Kathy Absolon and Cam Willett. “Putting Ourselves Forward: Location in Aboriginal Research.” Research as Resistance: Critical, Indigenous, and Anti-oppressive Approaches. Eds. Leslie Brown and Susan Strega. Toronto, Canadian Scholars’ Press, 2005. 97-126.
122: “myths of value neutrality and objectivity” (quoting Gilchrist, 1997, p. 80)
123: “It is time that academics recognize the validity of research processes that account for the influence of the researcher’s reality and experience. Locating self in research brings forward this reality.”
Susan Strega. “The View from the Poststructural Margins: Epistemology and Methodology Reconsidered.” Research as Resistance: Critical, Indigenous, and Anti-oppressive Approaches. Eds. Leslie Brown and Susan Strega. Toronto, Canadian Scholars’ Press, 2005. 199-235.
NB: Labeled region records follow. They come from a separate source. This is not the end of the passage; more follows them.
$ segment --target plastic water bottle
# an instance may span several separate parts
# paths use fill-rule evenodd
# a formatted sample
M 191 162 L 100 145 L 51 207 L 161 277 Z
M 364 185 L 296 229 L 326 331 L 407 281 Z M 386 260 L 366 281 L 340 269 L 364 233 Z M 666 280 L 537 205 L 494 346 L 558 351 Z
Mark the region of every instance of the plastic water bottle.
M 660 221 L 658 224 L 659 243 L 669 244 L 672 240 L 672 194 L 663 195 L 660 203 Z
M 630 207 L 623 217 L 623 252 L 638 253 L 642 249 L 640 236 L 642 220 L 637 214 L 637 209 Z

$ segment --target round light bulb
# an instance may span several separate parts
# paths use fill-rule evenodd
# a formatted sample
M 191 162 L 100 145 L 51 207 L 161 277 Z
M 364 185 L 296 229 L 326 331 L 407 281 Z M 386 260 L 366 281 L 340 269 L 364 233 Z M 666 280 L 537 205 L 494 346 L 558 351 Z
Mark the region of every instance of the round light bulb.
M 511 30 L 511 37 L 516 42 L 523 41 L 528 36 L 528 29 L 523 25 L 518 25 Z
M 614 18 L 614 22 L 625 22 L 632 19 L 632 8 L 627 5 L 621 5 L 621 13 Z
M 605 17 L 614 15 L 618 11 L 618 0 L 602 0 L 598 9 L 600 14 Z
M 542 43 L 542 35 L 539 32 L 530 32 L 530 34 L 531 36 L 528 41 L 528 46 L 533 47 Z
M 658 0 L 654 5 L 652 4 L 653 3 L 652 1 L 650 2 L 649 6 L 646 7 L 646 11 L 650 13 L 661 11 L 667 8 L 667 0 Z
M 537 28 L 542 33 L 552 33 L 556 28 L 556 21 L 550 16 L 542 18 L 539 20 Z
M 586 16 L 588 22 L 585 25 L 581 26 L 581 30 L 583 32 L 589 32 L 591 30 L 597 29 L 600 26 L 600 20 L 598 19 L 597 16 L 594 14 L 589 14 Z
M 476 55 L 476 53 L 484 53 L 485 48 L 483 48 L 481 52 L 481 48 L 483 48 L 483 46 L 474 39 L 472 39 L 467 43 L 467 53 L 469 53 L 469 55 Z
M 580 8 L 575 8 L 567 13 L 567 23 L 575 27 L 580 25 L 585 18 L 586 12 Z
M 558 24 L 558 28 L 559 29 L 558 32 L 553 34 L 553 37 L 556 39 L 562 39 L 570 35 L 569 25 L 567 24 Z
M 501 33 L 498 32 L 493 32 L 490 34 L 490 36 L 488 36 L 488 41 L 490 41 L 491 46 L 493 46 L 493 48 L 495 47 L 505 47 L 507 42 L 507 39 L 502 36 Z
201: “[r]esearchers committed to social justice […] challenge not only research methods, but the ontological and epistemological foundations of these methods. As critical race scholar Ladson-Billings (2000) notes, taking up this challenge can be difficult:
‘How one views the world is influenced by what knowledge one possesses, and what knowledge one is capable of possessing is influenced deeply by one’s world view. The conditions under which people live and learn shape both their knowledge and their world views. The process of developing a world view that differs from the dominant world view requires active intellectual work on the part of the knower, because schools, society, and the structure and production of knowledge are designed to create individuals who internalize the dominant world view and knowledge production and acquisition processes.’ (Ladson-Billings, 2000, p. 258)
The hegemony of the dominant world view is more than one way to view the world; it is successfully positioned as the most legitimate way to view the world. The existence of non-Western, non-Eurocentric world views that are not founded on a hierarchical dualism, which posit that both existence and knowledge are contingent on others, and/or on the world and other living entities, have important implications for researchers. For example, some Indigenous peoples define the basis of knowledge as connection: everyone and everything in the world is connected, and understanding these connections is the beginning of knowledge.”
203: “Enlightenment epistemology rests on a dualistic foundation, in which qualities such as rationality, reason, objectivity, and impartiality are privileged over and opposed to irrationality, emotion, subjectivity, and partiality. […] rests on a hierarchical system of dualisms […] always oppositional and hierarchical, never neutral.”
The entire chapter is critical reading for framing any discussions of methods and theories. I hope to see this constantly and consistently on syllabi and for primary reading lists for reading groups.
And, notes are incomplete with need to stand in solidarity today.